I wanted to get someone doing individual, leftfield work, and Simon Meek fit perfectly. Designer in Residence at the new V&A Dundee, he creates playable stories which draw more from graphic design and film than video games, and his approach appealed to the visual artists in the room. Simon talked about previous projects: a digital adaptation of Buchan’s The 39 Steps and Beckett, an uneasy detective story with a powerful narrative style. His new work, Marnie Wakes, is a digital memoir collecting monologues designed to be read in any order — also presented through video and live performance.

I sometimes feel guilty for doing the bulk of my work for publishers outside Scotland, and Brian Baglow was the perfect guide to the national scene. Previously a writer, game designer and producer, he lectures on interactive/digital media at Napier University, recently took up a new role at dev training house CodeClan, and is the brain behind the Scottish Games Network. Brian talked facts, figures and trends in the industry and ways in which writers might fit. He also mentioned writing missions in 1997 for a small open-world driving game named Grand Theft Auto, which apparently became very popular.

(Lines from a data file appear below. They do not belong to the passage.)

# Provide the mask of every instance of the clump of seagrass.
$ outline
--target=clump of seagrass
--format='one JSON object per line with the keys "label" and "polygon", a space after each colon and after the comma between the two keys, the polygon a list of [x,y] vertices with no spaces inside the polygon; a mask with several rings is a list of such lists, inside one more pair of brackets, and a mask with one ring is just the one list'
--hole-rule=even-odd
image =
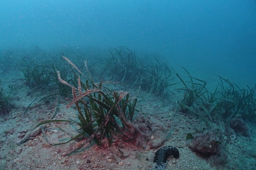
{"label": "clump of seagrass", "polygon": [[[131,121],[136,111],[137,99],[129,98],[129,93],[127,92],[112,91],[103,85],[118,82],[102,80],[98,84],[95,84],[89,72],[86,61],[85,66],[89,78],[63,55],[62,57],[72,66],[70,68],[75,79],[73,82],[75,80],[77,84],[70,84],[62,78],[59,71],[56,72],[59,81],[72,89],[73,99],[68,104],[66,108],[73,104],[75,105],[78,112],[79,121],[71,119],[47,120],[38,124],[32,131],[39,126],[42,129],[41,125],[49,123],[66,122],[76,124],[80,128],[78,130],[79,134],[63,142],[50,144],[56,145],[67,143],[87,134],[89,137],[78,149],[93,140],[100,145],[102,139],[105,137],[108,141],[109,146],[111,144],[115,136],[130,141],[136,141],[140,131],[133,126]],[[84,83],[82,79],[84,80]],[[46,136],[44,136],[48,141]],[[21,143],[26,141],[25,140]]]}
{"label": "clump of seagrass", "polygon": [[[72,88],[73,98],[66,108],[75,105],[79,113],[79,125],[81,129],[90,135],[88,140],[93,139],[100,144],[101,139],[106,136],[110,145],[115,134],[126,135],[123,133],[123,129],[127,129],[133,135],[137,135],[136,134],[138,132],[127,119],[129,119],[130,121],[132,120],[135,111],[137,99],[134,98],[132,102],[130,102],[131,99],[129,98],[128,92],[112,92],[103,85],[103,84],[118,82],[102,80],[98,84],[95,84],[89,72],[86,60],[85,66],[89,78],[68,58],[63,55],[62,57],[86,79],[84,83],[80,76],[76,74],[78,81],[76,88],[62,80],[59,72],[57,71],[60,81]],[[89,100],[88,103],[85,98]],[[130,136],[128,137],[130,138]]]}

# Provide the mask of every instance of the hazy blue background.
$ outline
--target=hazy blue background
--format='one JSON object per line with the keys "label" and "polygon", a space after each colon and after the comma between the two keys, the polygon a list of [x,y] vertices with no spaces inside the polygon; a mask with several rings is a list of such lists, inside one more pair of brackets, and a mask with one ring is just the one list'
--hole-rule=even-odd
{"label": "hazy blue background", "polygon": [[0,6],[1,50],[124,46],[196,76],[256,83],[255,0],[12,0]]}

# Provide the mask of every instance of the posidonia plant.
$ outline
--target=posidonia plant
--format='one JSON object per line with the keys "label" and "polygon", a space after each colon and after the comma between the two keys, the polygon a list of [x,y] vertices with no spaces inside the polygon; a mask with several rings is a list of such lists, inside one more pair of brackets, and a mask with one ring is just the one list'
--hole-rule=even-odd
{"label": "posidonia plant", "polygon": [[[60,82],[72,89],[73,99],[68,104],[66,108],[75,105],[78,112],[78,120],[45,121],[39,123],[32,131],[42,125],[51,123],[66,122],[75,123],[80,127],[77,130],[79,132],[76,136],[63,142],[50,143],[52,145],[68,143],[86,134],[89,136],[85,144],[93,140],[98,144],[101,145],[102,139],[106,137],[110,146],[115,136],[134,140],[139,133],[131,122],[136,111],[137,98],[130,98],[129,94],[127,92],[112,91],[104,85],[118,82],[101,81],[98,84],[94,83],[86,61],[85,66],[86,75],[64,55],[62,56],[72,66],[73,77],[75,79],[73,80],[77,84],[71,85],[63,80],[59,70],[57,71],[58,78]],[[84,81],[81,80],[80,76]],[[25,141],[25,139],[23,142]]]}

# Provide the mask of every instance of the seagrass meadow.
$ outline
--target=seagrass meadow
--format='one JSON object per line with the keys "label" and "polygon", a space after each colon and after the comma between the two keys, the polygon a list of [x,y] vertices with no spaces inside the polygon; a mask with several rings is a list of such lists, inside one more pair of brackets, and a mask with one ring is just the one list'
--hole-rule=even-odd
{"label": "seagrass meadow", "polygon": [[1,53],[0,169],[255,168],[255,85],[124,46],[36,49]]}

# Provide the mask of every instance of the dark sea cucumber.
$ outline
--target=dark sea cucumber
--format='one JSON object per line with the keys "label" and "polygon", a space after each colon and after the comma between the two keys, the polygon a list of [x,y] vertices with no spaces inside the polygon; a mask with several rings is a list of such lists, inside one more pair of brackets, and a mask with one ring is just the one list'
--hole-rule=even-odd
{"label": "dark sea cucumber", "polygon": [[172,155],[177,159],[180,156],[178,149],[173,146],[164,146],[158,150],[155,153],[153,162],[156,165],[153,170],[161,170],[165,169],[168,157]]}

Our final speaker was a blast of energy on a drizzly Saturday morning — crime favourite Chris Brookmyre. His background in competitive first-person shooters influenced many of his books, such as Pandaemonium and One Fine Day in the Middle of the Night, and he got the chance to work on one with Bedlam. Chris had a lot to say about turning budget limitations into creative opportunities, and it was refreshing to hear that he’d had a positive experience dipping into game development. I also enjoyed his references to Spectrum games, and the joy of exploration over actually trying to complete the thing.

The event wasn’t all theory — the participants worked on their own games in Twine between sessions, and the Lab wound up with a chance to circulate and try their new creations. An early prompt about wine theft inspired three entirely different games: a gallery heist, party pilfering and a domestic betrayal. We also infiltrated a cult with suspiciously good coffee and met a terrifying little girl whose drawings seemed imbued with cosmic horror.